Saturday, July 13, 2013

Read from Excel

We get a lot of data in the form of Excel spreadsheets. Generally I have saved each worksheet as separate text files and read into R from them. But that is extra work and goes against my preference of having a single source for any data.

I guess I'd never tried hard enough to read directly from Excel into R, but seeing Jeffrey Breen's slides last year on Tapping the Data Deluge with R inspired me to give the XLConnect package a try.

It works well, but I missed one thing. I often put comments in the beginning of the text file starting with a "#" or some other comment character which read.table can handle. Martin Studer had a suggestion for handling such comments in the Excel file.
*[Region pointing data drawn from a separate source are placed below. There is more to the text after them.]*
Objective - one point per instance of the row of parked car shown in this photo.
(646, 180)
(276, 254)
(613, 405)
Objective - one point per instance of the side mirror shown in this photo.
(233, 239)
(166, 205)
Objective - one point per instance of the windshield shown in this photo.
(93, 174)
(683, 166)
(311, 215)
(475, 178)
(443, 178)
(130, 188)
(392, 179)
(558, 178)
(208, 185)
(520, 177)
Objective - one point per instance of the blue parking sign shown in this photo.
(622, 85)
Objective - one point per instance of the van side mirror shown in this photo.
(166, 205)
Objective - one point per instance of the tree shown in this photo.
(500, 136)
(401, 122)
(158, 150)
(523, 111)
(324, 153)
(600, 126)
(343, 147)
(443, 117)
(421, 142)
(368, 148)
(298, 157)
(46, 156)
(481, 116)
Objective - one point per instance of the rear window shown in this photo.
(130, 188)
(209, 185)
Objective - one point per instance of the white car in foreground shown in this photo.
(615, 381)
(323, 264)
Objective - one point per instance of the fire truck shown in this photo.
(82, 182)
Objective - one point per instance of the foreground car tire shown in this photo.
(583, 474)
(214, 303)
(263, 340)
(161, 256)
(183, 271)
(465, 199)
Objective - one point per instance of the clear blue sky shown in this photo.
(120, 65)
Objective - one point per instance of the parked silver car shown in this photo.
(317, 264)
The function below expands on that to allow comment lines and blank lines throughout the Excel dataset, for example like this
# some data
X Y Z
1 2 3
2 3 4
3   5#where is Y?
4 5 6

# note things change here
17 15 13
16 14 12

So, in the function,
  • The whole worksheet is read in as a data.frame d.all, possibly skipping a fixed number of rows.
  • Blank rows are removed
  • The data.frame is written to a temporary text file
  • The text file is read in as the desired data.frame, skipping the first row of names added by write.table and dealing with the comments
readFromExcel <- function(wbName,sheetName=1,comment.char="#",header=TRUE,skip=NULL,as.is=TRUE,sep="\t") {
  require(XLConnect) 
  if(is.null(skip)) skip <- 0
  tempFile <- basename(paste0(wbName,'TEMP.txt'))
  d.all <- readWorksheetFromFile(wbName,sheetName,header=FALSE,startRow=skip+1)
  d.all <- d.all[rowSums(is.na(d.all)) != ncol(d.all),] # remove blank rows
  write.table(d.all,tempFile,quote=FALSE,row.names=FALSE,sep=sep)
  df <- read.table(tempFile,header=header,comment.char=comment.char,sep=sep,skip=1,as.is=as.is)
  file.remove(tempFile)
  df
}
The function could be improved by allowing more arguments to pass to readWorksheet such as colTypes or dateTimeFormat.